Secrets let you inject real credentials into replays and signing config without ever exposing them. They are project-scoped, encrypted at rest, and referenced by name.

Adding and referencing a project secret in FlurryPORT

Creating a secret

In the Secrets section choose Add secret, then enter a Secret Name and Secret Value. The value is shown once, at creation, and is never returned by any API afterward. Copy it if you need it elsewhere, because FlurryPORT cannot show it to you again.

Using a secret

Reference a secret anywhere substitution is supported with $secrets.NAME. Two common places:

  • Replay-target headers. Set a target header like X-Api-Key: $secrets.STRIPE_KEY. FlurryPORT substitutes the real value when it forwards.
  • Signing config. Point an endpoint signing secret at $secrets.NAME for signature validation.

Rotating a secret

Use Rotate secret to replace the stored value. References by name keep working, so you do not have to touch every target that uses it.

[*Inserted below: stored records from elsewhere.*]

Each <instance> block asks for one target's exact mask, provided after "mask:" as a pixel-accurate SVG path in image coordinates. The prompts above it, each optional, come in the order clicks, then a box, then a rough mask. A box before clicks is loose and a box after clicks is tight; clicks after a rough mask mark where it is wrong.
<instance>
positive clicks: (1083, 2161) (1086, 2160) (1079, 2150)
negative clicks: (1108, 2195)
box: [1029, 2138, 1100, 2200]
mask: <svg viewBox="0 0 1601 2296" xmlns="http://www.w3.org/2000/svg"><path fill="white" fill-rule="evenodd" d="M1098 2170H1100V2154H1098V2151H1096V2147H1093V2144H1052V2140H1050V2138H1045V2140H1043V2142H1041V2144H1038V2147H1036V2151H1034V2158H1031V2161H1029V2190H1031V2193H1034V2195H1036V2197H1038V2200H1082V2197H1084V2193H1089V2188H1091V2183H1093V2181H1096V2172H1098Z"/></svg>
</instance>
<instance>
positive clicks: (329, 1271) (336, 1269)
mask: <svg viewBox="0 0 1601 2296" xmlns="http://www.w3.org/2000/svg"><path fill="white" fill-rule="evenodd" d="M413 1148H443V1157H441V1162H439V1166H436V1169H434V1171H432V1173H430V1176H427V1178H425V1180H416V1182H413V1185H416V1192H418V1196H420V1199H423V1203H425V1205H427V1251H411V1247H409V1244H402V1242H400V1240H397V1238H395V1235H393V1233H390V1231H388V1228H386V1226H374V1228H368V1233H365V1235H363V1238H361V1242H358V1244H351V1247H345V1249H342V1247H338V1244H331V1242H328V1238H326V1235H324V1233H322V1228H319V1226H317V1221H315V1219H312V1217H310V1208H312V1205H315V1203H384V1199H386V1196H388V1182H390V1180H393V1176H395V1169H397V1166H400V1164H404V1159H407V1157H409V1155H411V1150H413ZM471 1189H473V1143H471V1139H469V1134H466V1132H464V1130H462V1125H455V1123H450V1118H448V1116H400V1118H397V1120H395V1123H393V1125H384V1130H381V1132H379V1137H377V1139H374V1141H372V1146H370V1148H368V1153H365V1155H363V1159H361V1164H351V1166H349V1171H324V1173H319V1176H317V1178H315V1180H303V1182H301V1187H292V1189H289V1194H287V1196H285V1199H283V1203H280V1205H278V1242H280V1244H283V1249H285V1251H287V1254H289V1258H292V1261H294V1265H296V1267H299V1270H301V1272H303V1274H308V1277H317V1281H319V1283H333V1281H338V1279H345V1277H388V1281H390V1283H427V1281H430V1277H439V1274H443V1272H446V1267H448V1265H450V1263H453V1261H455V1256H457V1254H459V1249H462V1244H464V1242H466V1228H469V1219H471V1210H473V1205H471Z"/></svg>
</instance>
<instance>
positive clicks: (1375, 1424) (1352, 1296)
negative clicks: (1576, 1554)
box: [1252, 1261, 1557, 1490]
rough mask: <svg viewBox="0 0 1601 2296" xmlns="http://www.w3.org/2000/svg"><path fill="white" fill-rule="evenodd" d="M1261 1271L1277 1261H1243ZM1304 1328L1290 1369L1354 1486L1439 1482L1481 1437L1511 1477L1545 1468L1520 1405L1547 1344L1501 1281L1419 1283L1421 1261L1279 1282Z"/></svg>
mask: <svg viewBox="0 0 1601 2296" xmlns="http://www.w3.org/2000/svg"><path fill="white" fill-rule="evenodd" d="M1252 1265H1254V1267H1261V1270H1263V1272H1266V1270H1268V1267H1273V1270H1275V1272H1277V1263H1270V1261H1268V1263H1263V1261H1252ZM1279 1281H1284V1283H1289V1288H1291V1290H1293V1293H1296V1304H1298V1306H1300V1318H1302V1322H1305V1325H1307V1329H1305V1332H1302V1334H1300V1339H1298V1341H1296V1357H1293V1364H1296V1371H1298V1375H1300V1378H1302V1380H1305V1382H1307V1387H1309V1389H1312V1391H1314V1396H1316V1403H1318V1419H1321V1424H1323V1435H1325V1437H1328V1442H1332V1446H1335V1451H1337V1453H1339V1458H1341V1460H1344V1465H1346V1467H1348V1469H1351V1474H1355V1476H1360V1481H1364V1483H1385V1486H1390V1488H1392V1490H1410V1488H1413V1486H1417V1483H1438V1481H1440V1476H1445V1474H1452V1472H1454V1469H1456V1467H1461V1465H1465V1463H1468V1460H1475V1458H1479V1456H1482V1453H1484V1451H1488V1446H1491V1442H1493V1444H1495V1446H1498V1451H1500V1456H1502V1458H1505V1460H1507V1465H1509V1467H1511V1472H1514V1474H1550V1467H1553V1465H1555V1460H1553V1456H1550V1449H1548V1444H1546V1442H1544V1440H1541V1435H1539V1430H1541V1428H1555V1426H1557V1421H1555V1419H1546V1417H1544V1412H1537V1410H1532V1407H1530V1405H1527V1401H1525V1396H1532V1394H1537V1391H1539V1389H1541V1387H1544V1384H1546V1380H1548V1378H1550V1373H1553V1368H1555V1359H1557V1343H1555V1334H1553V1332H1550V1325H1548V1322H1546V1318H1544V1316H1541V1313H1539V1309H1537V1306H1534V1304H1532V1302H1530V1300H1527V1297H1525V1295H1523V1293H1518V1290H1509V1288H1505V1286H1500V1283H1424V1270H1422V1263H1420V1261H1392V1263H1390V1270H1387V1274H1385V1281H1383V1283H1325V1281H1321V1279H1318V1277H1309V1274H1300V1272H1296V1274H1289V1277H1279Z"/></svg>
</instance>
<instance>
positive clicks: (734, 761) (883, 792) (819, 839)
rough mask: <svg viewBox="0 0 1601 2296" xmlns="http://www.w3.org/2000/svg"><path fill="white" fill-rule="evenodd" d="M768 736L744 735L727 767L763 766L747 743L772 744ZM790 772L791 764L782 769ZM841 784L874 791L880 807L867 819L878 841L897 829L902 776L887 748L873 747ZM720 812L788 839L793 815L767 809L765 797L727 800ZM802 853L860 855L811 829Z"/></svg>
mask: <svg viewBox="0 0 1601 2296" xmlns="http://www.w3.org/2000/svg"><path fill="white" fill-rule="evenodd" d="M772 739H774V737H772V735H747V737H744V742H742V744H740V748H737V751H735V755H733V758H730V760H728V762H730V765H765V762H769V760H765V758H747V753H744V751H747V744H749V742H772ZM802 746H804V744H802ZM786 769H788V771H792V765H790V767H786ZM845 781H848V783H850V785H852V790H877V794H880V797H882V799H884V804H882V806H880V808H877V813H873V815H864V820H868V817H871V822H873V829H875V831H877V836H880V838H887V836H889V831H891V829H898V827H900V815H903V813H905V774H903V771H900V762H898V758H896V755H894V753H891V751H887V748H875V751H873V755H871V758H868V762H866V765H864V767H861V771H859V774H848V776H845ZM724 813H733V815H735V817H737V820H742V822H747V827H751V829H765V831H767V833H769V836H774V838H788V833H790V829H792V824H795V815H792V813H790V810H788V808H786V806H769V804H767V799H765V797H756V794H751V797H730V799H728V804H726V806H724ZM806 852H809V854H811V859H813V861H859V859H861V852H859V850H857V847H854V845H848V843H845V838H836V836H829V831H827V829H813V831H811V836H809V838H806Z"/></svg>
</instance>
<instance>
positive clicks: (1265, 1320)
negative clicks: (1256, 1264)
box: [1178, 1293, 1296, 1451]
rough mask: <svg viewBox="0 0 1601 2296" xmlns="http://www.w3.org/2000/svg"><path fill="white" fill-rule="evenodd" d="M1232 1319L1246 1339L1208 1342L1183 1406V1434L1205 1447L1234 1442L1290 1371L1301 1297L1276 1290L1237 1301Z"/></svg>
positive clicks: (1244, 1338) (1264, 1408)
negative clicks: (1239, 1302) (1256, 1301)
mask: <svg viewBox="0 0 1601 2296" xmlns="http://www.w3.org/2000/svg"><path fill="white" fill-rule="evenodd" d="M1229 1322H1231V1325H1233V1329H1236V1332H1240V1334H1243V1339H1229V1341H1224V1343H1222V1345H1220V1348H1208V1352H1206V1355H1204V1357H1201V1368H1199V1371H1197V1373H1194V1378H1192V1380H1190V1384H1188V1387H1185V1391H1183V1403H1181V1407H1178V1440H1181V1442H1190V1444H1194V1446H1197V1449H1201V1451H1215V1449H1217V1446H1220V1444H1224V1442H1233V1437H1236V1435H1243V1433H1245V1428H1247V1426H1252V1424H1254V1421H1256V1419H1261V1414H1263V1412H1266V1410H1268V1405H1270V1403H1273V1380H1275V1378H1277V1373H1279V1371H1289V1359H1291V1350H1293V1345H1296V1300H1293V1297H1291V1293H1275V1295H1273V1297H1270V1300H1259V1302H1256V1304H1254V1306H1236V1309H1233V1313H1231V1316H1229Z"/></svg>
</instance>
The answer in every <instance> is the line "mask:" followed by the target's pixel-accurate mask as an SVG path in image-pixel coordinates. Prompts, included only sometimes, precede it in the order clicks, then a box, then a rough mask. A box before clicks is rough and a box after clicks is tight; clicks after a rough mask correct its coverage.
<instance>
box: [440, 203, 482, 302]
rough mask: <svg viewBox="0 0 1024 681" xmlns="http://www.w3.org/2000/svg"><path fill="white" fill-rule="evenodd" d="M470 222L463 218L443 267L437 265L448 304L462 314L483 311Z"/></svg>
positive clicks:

Destination-echo redaction

If a destination echoes a secret back in its response, FlurryPORT scrubs it to [REDACTED:NAME] before storing the captured response. Secrets reach the destination but never leak back into your stored data.

Verify it end to end

Use the CLI echo receiver to watch substitution and redaction work together. Set a target header to X-Api-Key: $secrets.STRIPE_KEY, run flurryport echo and flurryport listen, and send a webhook. The stored response shows X-Echo-X-Api-Key: [REDACTED:STRIPE_KEY]. See the CLI echo example.

Encryption

Secrets use the same AES-256-GCM envelope encryption as your payloads.

Limits

The free Deckhand tier includes one secret per project. Secret count scales with your plan.